「腐れ縁」を断ち切れなかった独女の後悔【不倫の清算6】
後悔を捨てる勇気
「私、彼の家に電話しちゃった。奥さんが出た。すごく明るい声だった」
F子は泣きながら話してくれた。
ホテルで彼が仮眠している間に、こっそりとスマホから調べた彼の自宅の番号を、F子は「最後の手段」と以前言っていた。
「家にかけるときってさ、もう不倫がバレるの覚悟してだよね」と思い詰めた顔で言うF子の目は、輝きを失っていた。

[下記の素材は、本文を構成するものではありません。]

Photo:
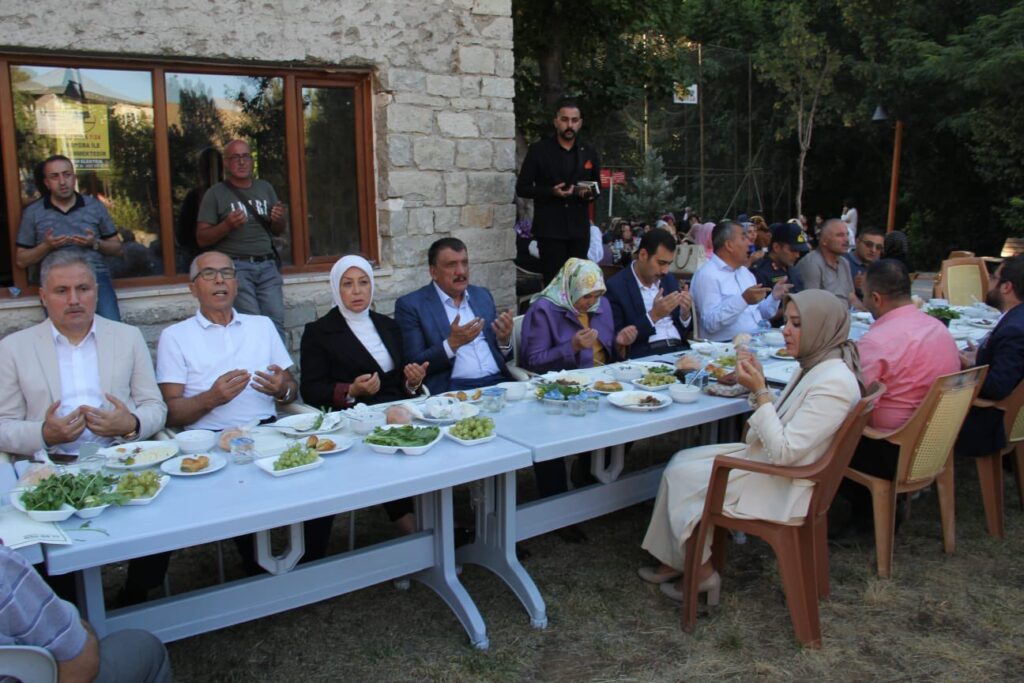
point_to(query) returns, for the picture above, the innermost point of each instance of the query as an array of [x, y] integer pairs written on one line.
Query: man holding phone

そして今日、ついにその番号へかけてしまったことが、彼女の忍耐の限界を告げていた。
「もう耐えられない」
とF子は繰り返しながら、タバコに手を伸ばす。寒いから中に入ろうと促しても、首を振るばかりで動かなかった。
ここ数ヶ月、彼からの連絡が激減していることは知っていた。理由は「仕事が忙しくて」と言われていたが、本当は「奥さんと仲良く過ごしているんじゃないか」という一方的な疑いが、彼女を苦しめていた。
その奥さんとの仲を取り持つようなことを自分は最初していたのだという事実が、余計に彼女の悪い妄想を駆り立てていた。
「ねぇ、何とかして彼の様子を知る方法はない?」
と言う彼女に、「諦めるなら今しかない」と繰り返し伝えることしかできなかったが、F子の本当の後悔は軽はずみに彼の誘いに乗ってしまったことにあると、彼女自身が気づいているだろうか。
その悔いを捨てる勇気のみが、彼女を立ち直らせる唯一の術になるのだ。
既婚者の下心に簡単に応えることは、独身の女性にとってリスクが高いものでしかない。
その代償は、本当に愛して欲しくなっても今度は応えてもらえない側になるという、大きな苦しみしか生まないのだ。
彼を追い詰めれば追い詰めるほど、実は自分の退路がなくなる事実に気がついた人間だけが、その不毛な関係を終わらせることができるのだろう。